En réalité, l’idée d’obliger une entreprise à adopter un accord est incompatible avec le principe de liberté conventionnel, qui, lui, a valeur constitutionnelle.
Je vous propose d’avancer plutôt comme nous le faisons aujourd'hui, et je demande à M. Courteau de bien vouloir retirer cet amendement.
Mme la présidente. Monsieur Courteau, l'amendement n° 41 rectifié est-il maintenu ?
M. Roland Courteau. Je prends note du dernier argument formulé par Mme la ministre, à savoir le caractère inconstitutionnel de cet amendement. Aussi, la mort dans l’âme, je le retire, madame la présidente.
Mme la présidente. L'amendement n° 41 rectifié est retiré.

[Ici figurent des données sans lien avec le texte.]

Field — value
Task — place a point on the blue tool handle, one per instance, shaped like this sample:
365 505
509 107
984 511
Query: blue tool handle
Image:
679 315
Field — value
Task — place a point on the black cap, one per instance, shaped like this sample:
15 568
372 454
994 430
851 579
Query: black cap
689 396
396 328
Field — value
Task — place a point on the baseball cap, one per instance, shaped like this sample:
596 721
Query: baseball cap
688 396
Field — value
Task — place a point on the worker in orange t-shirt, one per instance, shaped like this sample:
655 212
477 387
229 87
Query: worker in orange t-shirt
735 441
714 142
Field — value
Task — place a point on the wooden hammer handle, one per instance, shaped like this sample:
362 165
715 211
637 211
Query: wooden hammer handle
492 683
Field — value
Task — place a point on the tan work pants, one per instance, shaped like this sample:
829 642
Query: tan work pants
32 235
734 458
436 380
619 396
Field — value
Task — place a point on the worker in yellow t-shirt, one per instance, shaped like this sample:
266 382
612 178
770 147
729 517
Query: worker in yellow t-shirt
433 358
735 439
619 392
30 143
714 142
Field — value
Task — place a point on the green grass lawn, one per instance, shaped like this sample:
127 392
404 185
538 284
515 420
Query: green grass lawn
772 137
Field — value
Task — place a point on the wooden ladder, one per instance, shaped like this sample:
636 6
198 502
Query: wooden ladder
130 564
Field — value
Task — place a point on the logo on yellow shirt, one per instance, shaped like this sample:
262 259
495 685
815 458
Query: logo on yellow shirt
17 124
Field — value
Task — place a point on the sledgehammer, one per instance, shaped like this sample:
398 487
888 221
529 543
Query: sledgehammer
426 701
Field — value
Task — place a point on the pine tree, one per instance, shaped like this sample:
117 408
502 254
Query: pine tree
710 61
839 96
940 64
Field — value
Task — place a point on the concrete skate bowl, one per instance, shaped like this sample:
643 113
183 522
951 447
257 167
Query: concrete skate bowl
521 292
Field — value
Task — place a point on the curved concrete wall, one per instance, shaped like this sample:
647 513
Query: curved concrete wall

Je mets aux voix l'article 2 E.
(L'article 2 E est adopté.)
Article 2 F
(Non modifié)
Au premier alinéa de l’article L. 3121-2 du code du travail, après le mot : « pauses », sont insérés les mots : « et aux déplacements entre deux lieux de travail pour le même employeur sur une même journée, ».
Mme la présidente. L'amendement n° 14 rectifié, présenté par MM. Hyest, Reichardt, Grosdidier, Portelli, Bas et Retailleau, Mme Troendlé et M. Lefèvre, est ainsi libellé :
Supprimer cet article.
La parole est à M. Philippe Bas.
M. Philippe Bas. L’article 2 F est un cavalier législatif. Il vise à modifier la législation applicable aux temps de déplacements effectués dans le cadre de la journée de travail entre deux lieux de travail. Une telle disposition n’a rien à voir avec l’égalité entre les femmes et les hommes. Aussi, nous en proposons la suppression.
Mme la présidente. Quel est l’avis de la commission ?
Mme Virginie Klès, rapporteur. Cet article a également été délégué au fond à la commission des affaires sociales, qui a émis un avis défavorable sur cet amendement.
Néanmoins, pour des raisons très juridiques, la commission des lois n’a pas suivi cet avis, car elle estime qu’il existe un risque à assimiler les temps de repos et les temps de trajet. Pour cette raison, elle a émis un avis favorable.
Mme la présidente. Quel est l’avis du Gouvernement ?
Mme Najat Vallaud-Belkacem, ministre. Le Gouvernement partage l’avis de la commission des lois et souscrit à cet amendement, monsieur le sénateur Bas, pour une raison toute simple, qui vient d’être rappelée par Mme la rapporteur : la rédaction de cet article laisse croire que les temps de trajet entre deux lieux de travail peuvent ne pas être considérés comme du temps de travail effectif. En réalité, il insécurise les salariés plus qu’autre chose. (M. Philippe Bas opine.) Le Gouvernement est donc favorable à votre amendement de suppression.
MM. Philippe Bas et Charles Revet. Très bien !
Mme la présidente. En conséquence, l'article 2 F est supprimé.
Article 2 G
(Non modifié)
L’article L. 3221-6 du code du travail est complété par un alinéa ainsi rédigé :
« Les branches professionnelles fournissent un rapport à la Commission nationale de la négociation collective et au Conseil supérieur de l’égalité professionnelle entre les femmes et les hommes sur la révision des catégories professionnelles et des classifications, portant sur l’analyse des négociations réalisées et sur les bonnes pratiques. »
Mme la présidente. L'amendement n° 15 rectifié, présenté par MM. Hyest, Reichardt, Portelli, Retailleau et Bas, Mme Troendlé et M. Lefèvre, est ainsi libellé :
Supprimer cet article.
La parole est à M. Philippe Bas.
M. Philippe Bas. L’article 2 G impose aux branches professionnelles d’établir et de remettre à la Commission nationale de la négociation collective et au Conseil supérieur de l’égalité professionnelle un rapport sur l’analyse des négociations réalisées en matière de classification et sur les bonnes pratiques.
On comprend le souhait que le Conseil supérieur de l’égalité professionnelle dispose d’une information suffisante pour vérifier la correcte application des dispositions contenues dans le présent projet de loi.
Cependant, un rapport de plus nous paraît tout à fait inutile, alors que la Commission nationale de la négociation collective bénéficie déjà d’une analyse très fouillée des négociations collectives en France et peut fort bien la transmettre au Conseil supérieur de l’égalité professionnelle. D’où cet amendement de suppression.